Voorbeeld 6: Voer de opdracht rechtstreeks in Shell uit met behulp van de methode Subprocess.run

Het is mogelijk om een ​​commando direct in een shell uit te voeren zoals het is, in plaats van een string te gebruiken die is opgesplitst in het hoofdcommando en de opties die erop volgen. Om dit te doen, moet u shell=True als extra argument doorgeven. Dit wordt echter afgeraden door python-ontwikkelaars, omdat het gebruik van shell=True tot beveiligingsproblemen kan leiden. U kunt meer lezen over beveiligingsimplicaties van: hier .

importeren subproces
subproces.loop('kat 'data.txt'',schelp=Waar)

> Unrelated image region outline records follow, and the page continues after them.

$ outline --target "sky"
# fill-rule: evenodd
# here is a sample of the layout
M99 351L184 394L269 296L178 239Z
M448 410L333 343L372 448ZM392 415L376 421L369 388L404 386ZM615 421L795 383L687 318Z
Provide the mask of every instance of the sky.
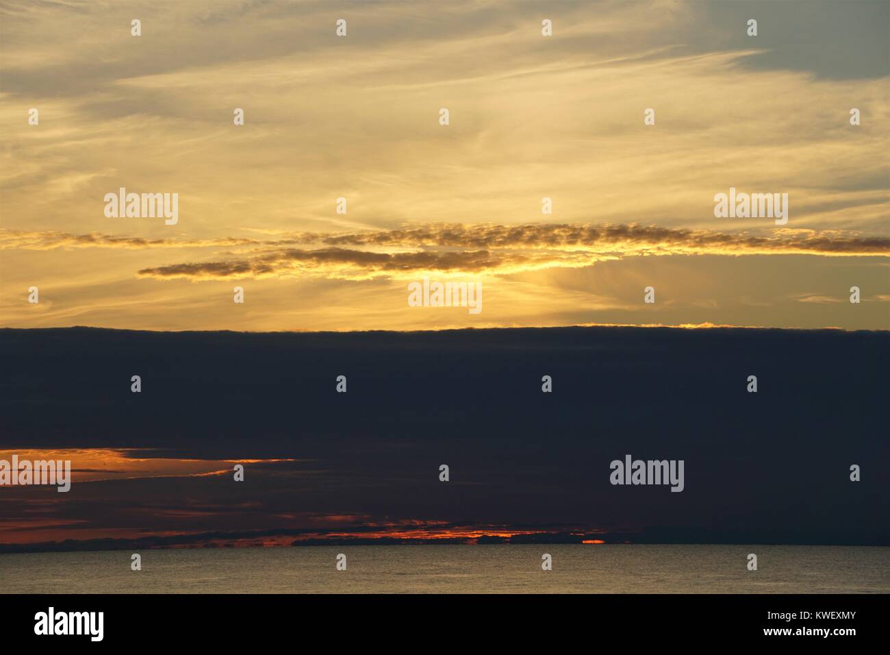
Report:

Als u de bovenstaande code uitvoert, wordt de volgende uitvoer geproduceerd:

naam=John

Conclusie

De methode subprocess.run in Python is behoorlijk krachtig, omdat je hiermee shell-opdrachten in python zelf kunt uitvoeren. Dit helpt bij het beperken van alle code tot python zelf zonder de noodzaak om extra shellscriptcode in afzonderlijke bestanden te hebben. Het kan echter behoorlijk lastig zijn om shell-commando's correct te tokeniseren in een python-lijst. Je kunt de shlex.split()-methode gebruiken om eenvoudige shell-commando's te tokeniseren, maar in lange, complexe commando's - vooral die met pipe-symbolen - slaagt shlex er niet in om het commando correct te splitsen. In dergelijke gevallen kan debuggen een lastig probleem zijn. U kunt het argument shell=True gebruiken om dit te voorkomen, maar er zijn bepaalde beveiligingsproblemen verbonden aan deze actie.